Case study

Goodbye, Guinea worm

Metre long guinea worms caused Sadia agonising pain. Find out how UK aid is helping eradicate the disease

Image of Sadia recovering from daily treatments for the painful Guinea worms emerging from her feet. Picture credit The Carter Center

Getting better: Sadia recovering from daily treatments for the painful Guinea worms emerging from her feet. Picture: The Carter Center

UK aid is supporting an ongoing campaign by US non-governmental organisation, The Carter Center, to wipe out Guinea worm disease. The disease has been reduced by 99% in the last 25 years and could be eradicated by the end of this decade.

Four years ago, Sadia Mesuna was a 6 year old girl in agony as three painful Guinea worms emerged from her feet. Crippled by the disease, she missed months of school and fell so behind that she eventually dropped out. Now aged 10, and through the support of The Carter Center and UK aid, in partnership with the Ghana national program, Sadia is Guinea worm free and able to attend school again. What’s more, earlier this year her country, Ghana, declared that it had eliminated Guinea worm - a major triumph over a disease that had debilitated Ghanaians for centuries.

A disease of poverty

Guinea worm afflicts the world’s poorest and most isolated communities. While it is rarely fatal, it has catastrophic effects on those afflicted by it.

The disease is contracted through drinking water contaminated with microscopic Guinea worm larvae.
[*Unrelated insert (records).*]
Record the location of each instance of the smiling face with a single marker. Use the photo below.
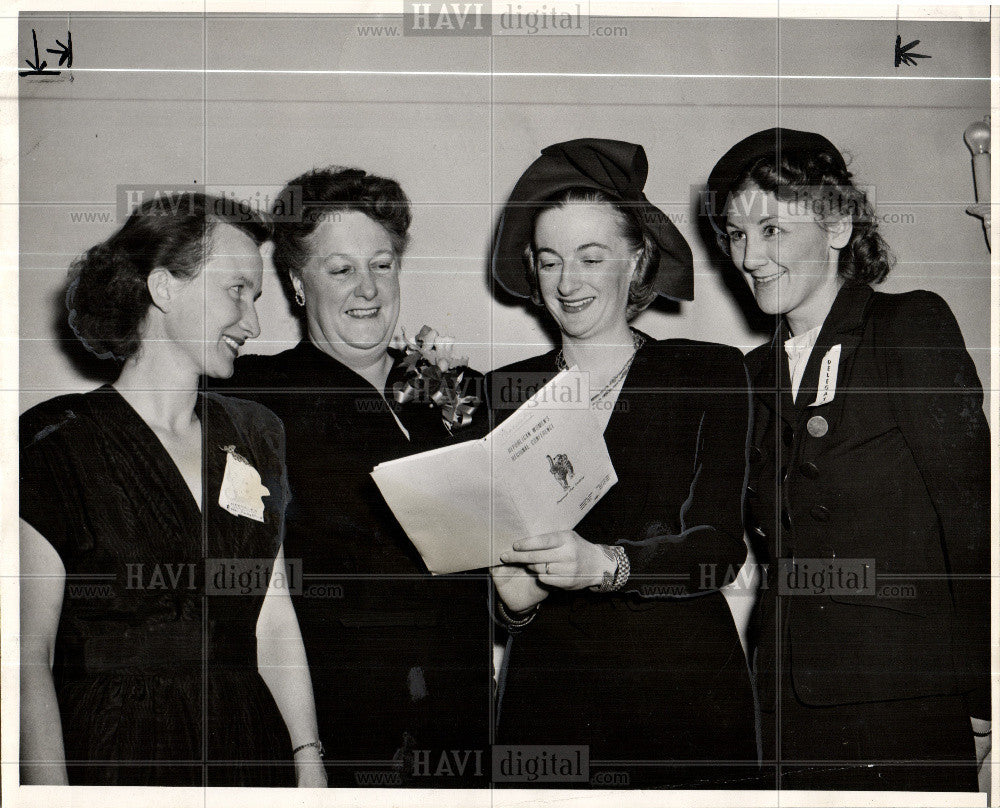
(584, 266)
(789, 256)
(351, 287)
(211, 315)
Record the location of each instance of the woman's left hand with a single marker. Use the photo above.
(309, 769)
(564, 559)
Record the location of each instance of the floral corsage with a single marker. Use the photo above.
(434, 377)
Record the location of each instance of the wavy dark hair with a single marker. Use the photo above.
(108, 298)
(322, 193)
(821, 179)
(640, 291)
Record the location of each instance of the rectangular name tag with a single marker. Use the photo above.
(828, 377)
(242, 492)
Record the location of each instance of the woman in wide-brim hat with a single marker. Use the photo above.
(621, 641)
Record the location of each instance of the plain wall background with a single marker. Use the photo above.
(458, 143)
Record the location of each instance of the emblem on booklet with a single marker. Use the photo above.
(561, 469)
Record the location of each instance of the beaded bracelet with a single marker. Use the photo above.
(514, 622)
(612, 583)
(318, 745)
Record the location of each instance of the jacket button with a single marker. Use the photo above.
(809, 470)
(820, 513)
(817, 426)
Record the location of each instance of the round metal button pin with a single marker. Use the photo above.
(817, 426)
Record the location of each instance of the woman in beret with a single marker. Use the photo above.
(621, 640)
(159, 646)
(868, 410)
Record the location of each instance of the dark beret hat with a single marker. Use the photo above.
(617, 168)
(767, 144)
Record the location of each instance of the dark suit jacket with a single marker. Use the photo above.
(654, 671)
(895, 475)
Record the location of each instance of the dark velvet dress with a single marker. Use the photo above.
(155, 664)
(652, 679)
(400, 659)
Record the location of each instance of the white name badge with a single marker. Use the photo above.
(828, 377)
(242, 492)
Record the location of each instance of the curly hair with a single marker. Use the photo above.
(323, 193)
(822, 180)
(108, 298)
(641, 291)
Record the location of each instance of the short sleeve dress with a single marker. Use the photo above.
(155, 663)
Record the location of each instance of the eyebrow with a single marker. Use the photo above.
(761, 220)
(386, 251)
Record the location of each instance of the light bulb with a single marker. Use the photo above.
(977, 137)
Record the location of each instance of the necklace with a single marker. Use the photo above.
(638, 340)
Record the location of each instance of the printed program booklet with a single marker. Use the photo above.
(540, 471)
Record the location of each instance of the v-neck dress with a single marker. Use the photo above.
(400, 659)
(651, 680)
(155, 660)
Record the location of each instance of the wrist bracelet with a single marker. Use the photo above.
(612, 583)
(317, 744)
(510, 620)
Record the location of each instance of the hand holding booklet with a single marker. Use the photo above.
(540, 471)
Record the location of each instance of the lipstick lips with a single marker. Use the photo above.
(366, 313)
(574, 306)
(766, 279)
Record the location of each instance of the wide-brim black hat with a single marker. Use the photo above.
(768, 144)
(617, 168)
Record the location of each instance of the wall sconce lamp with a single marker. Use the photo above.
(977, 138)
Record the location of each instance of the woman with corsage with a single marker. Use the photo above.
(870, 459)
(158, 641)
(621, 640)
(400, 658)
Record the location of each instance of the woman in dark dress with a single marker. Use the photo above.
(400, 659)
(150, 516)
(623, 643)
(870, 407)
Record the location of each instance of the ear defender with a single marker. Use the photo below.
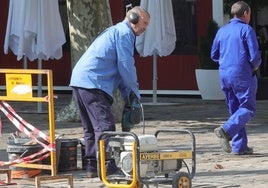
(133, 18)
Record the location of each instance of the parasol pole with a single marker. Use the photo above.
(39, 86)
(24, 62)
(154, 77)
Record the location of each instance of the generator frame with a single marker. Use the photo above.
(177, 180)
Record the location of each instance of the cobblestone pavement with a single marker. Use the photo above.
(214, 169)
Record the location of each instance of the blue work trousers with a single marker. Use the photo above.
(241, 101)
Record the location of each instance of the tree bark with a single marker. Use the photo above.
(86, 18)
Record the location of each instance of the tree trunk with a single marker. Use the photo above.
(86, 18)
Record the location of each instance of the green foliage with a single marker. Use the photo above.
(205, 44)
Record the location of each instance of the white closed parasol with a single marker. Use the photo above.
(160, 37)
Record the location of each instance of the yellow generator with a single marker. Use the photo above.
(145, 159)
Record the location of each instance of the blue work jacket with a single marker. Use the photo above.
(235, 48)
(108, 63)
About a year after drinking the contaminated water, a metre long spaghetti-like worm emerges from the afflicted person’s body through a blister in the skin. There is no vaccine or medication to treat Guinea worm. The only treatment is manual extraction of the worm - an agonising process that takes several weeks or even months.

Sadia lives in the town of Savelugu, Northern Ghana. In 2007, she was admitted to a treatment centre supported by not-for-profit US organisation, The Carter Center.

“It was very painful, especially when they were fixing my wounds. It’s more painful than stepping on fire coals or being cut. And you don’t feel like eating anything.”

Sadia had already been weakened by the disease before arriving at the treatment centre. The agonising pain left her unable to walk or to eat properly. She was unable to attend school and became very thin. The worms emerging from her skin left her with painful open wounds that put her at risk of other infections, such as tetanus.

No Guinea worm vaccine

With no vaccine or medicine available for Guinea worm besides manual extraction of the worm, Sadia had to remain in the treatment centre for two months and endure excruciating daily treatments to slowly remove the worms. The worms cannot be extracted quickly because if they were to break, the patient would be left with a worm stuck inside their body, potentially causing permanent disability.

Patients are simultaneously given advice on the risk of contamination, which is vital in stopping the further spread of the disease. If the worms come into contact with an open water source they can eject hundreds of thousands of larvae that could infect someone else, triggering an un-ending cycle of the disease.

While in the containment centre, patients are taught how Guinea worm is contracted and what to do to prevent the disease in future. The disease can be avoided by filtering or treating water before drinking. The Carter Center provides communities with simple household filters and individual pipe filters, similar to a straw, to allow people to protect themselves.

Getting back to school

“I’ll only drink filtered water from now on,” Sadia says. Free of the disease, Sadia could now resume her daily life again. But this was not to be simple. She had missed so much school through her illness that she was unable to catch up. However, with the support and encouragement of the Guinea worm staff and local officials, Sadia eventually returned to school and is now looking forward to taking her exams.

Facts and stats

Former US President Jimmy Carter has been a tireless campaigner for Guinea worm eradication since 1986. With his wife Rosalynn, he established The Carter Center in 1982, a not-for-profit organisation aimed at supporting human rights and alleviating human suffering.

In 1989, when Ghana first undertook its first national count of Guinea worm cases, 180,000 people were infected with the disease. In July 2011, Ghana announced that it had stopped the transmission of Guinea worm, meaning that no new cases of the disease had been reported for over a year. Once the disease cycle is broken in this way, a country has a real chance of eradicating the disease forever.

DFID has supported The Carter Center through accountable grants since 2008. In addition to supporting treatment of the disease, DFID also funds water and sanitation programmes in Africa and Asia to provide clean water supplies and safe sanitation and help prevent the spread of waterborne diseases.